第三旗鼓从城头压下来时,第二旗台反而安静了。

这安静让宋砚心头一沉。第二旗主不再急着改账,是因为更大的审场已经张开。鼓声每落一次,外堡长街上的火牌便亮一盏;火牌连成线,把粮仓、旗台、侧廊和封门街全部圈进同一片灰光里。

“他们要把整座外堡变成审判场。”宋砚道。

旗主声音从台上传来:“既然你们要众证,那就让众人都看。”

顾长风冷笑:“听着挺公道。”

韩烈却摇头:“不是公道,是围观。”

果然,鼓声第三下后,长街两侧浮出许多淡影。有外堡官吏,有王城旁支,有白烬商队的账房,还有一些只露半张脸的观审人。他们不是来听证的,而是来等临江队出错。只要林夜救一人慢了,他们就能说他弃证;只要他救一人快了,他们就能说他偏证。

宋砚暗页上的字开始发烫。

“容量不够。”他低声道。

澜丘刚拆下蓝环页扣,水纹还未完全稳住。若再强记整座外堡的观审影,暗页会裂,之前许岑、许临、林战衣角、候选印未受名等证也会被牵连。

林夜看向澜丘:“能撑吗?”

澜丘没有逞强:“不能全撑,只能分流。”

他把蓝环碎扣再拆两枚,分别交给许临和照水。许临负责粮仓活证,照水负责守台旁证,宋砚只记能指向旗主和王城的主证。证链第一次从一个人手里分出去。

这很危险。

分出去就可能被篡,也可能有人承受不住临阵退缩。可若不分,宋砚会被整座审场压垮。

宋砚把主证暗页撕出一道细边,分别贴在许临和照水的蓝环碎扣上。这样做会让他的暗页少一层护封,之后若有人攻击主证,他首当其冲。

澜丘看见了,低声道:“你可以不撕。”

宋砚笑得有点勉强:“观审席会问,凭什么突然相信他们。答案是我不只相信人,也留了反校。谁改他们手里的证,我这里会疼。”

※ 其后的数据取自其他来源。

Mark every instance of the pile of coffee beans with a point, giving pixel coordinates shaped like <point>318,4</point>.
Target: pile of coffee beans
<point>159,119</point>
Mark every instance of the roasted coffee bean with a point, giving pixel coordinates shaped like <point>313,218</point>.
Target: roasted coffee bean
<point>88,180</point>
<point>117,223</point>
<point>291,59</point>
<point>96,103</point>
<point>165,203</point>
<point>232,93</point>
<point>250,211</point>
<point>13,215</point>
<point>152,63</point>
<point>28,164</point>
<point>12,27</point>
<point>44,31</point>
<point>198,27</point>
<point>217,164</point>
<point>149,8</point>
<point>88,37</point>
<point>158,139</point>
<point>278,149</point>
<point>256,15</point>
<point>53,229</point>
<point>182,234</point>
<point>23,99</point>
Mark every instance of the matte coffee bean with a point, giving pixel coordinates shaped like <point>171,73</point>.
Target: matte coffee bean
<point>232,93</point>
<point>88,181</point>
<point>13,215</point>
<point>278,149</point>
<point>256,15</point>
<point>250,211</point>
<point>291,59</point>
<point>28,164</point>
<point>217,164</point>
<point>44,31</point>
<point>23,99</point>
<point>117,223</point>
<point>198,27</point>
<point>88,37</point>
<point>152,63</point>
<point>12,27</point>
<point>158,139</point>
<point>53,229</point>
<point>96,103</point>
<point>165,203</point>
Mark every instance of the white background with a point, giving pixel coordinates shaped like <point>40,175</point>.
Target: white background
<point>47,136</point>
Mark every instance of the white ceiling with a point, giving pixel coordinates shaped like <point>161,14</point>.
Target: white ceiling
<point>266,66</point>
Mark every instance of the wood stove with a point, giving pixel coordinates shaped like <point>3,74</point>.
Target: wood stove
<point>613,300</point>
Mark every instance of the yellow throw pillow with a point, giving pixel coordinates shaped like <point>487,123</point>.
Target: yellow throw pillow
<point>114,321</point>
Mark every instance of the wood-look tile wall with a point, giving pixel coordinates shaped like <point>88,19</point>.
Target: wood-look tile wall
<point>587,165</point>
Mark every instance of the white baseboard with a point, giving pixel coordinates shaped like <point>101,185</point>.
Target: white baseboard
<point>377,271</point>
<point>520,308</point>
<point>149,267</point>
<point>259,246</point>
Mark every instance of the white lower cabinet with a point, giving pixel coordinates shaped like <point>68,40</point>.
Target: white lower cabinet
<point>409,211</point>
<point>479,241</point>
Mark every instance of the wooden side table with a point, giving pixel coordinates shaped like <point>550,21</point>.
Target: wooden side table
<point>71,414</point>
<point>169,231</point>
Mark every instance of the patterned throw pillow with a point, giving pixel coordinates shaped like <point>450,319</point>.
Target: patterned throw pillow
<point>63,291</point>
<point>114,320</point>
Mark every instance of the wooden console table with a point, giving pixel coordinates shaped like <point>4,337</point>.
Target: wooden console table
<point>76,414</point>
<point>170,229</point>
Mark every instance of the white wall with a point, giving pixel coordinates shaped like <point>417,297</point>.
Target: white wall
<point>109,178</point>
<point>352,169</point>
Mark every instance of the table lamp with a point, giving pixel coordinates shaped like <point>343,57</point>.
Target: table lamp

话音刚落,他指尖果然裂出一道血口。许临那边刚接住第一批活证名录,旗鼓便试图把“赵简”改成“赵犯”。宋砚指尖一痛,立刻发现异常,骨笔反勾,把“犯”字刮回未定。

许临脸色发白,却没有松开碎扣。

他第一次明白,记证也会流血。

许临看着掌心蓝环碎扣,声音发紧:“我以前只会按编号领粮。”

照水哑声道:“那现在按名字记。”

第三旗鼓骤然变急,城头火牌投下一道长影,直压许临。吞火虫正要扑过去,林夜却只让它咬住影子的边缘。真正挡在许临前面的,是刚刚坐下的赵简。

赵简举起自己的名牌:“许临所记,有我旁证。”

又一名活证举牌:“我旁证。”

一个接一个,残哑的声音把长影顶住。

宋砚终于翻开新页,写下:活证自护,不归候选私属。

这一笔落下,蓝环页扣映出一片远处的座影。

座影高悬在火牌之后,像一排冷眼。

王城观审席,开了。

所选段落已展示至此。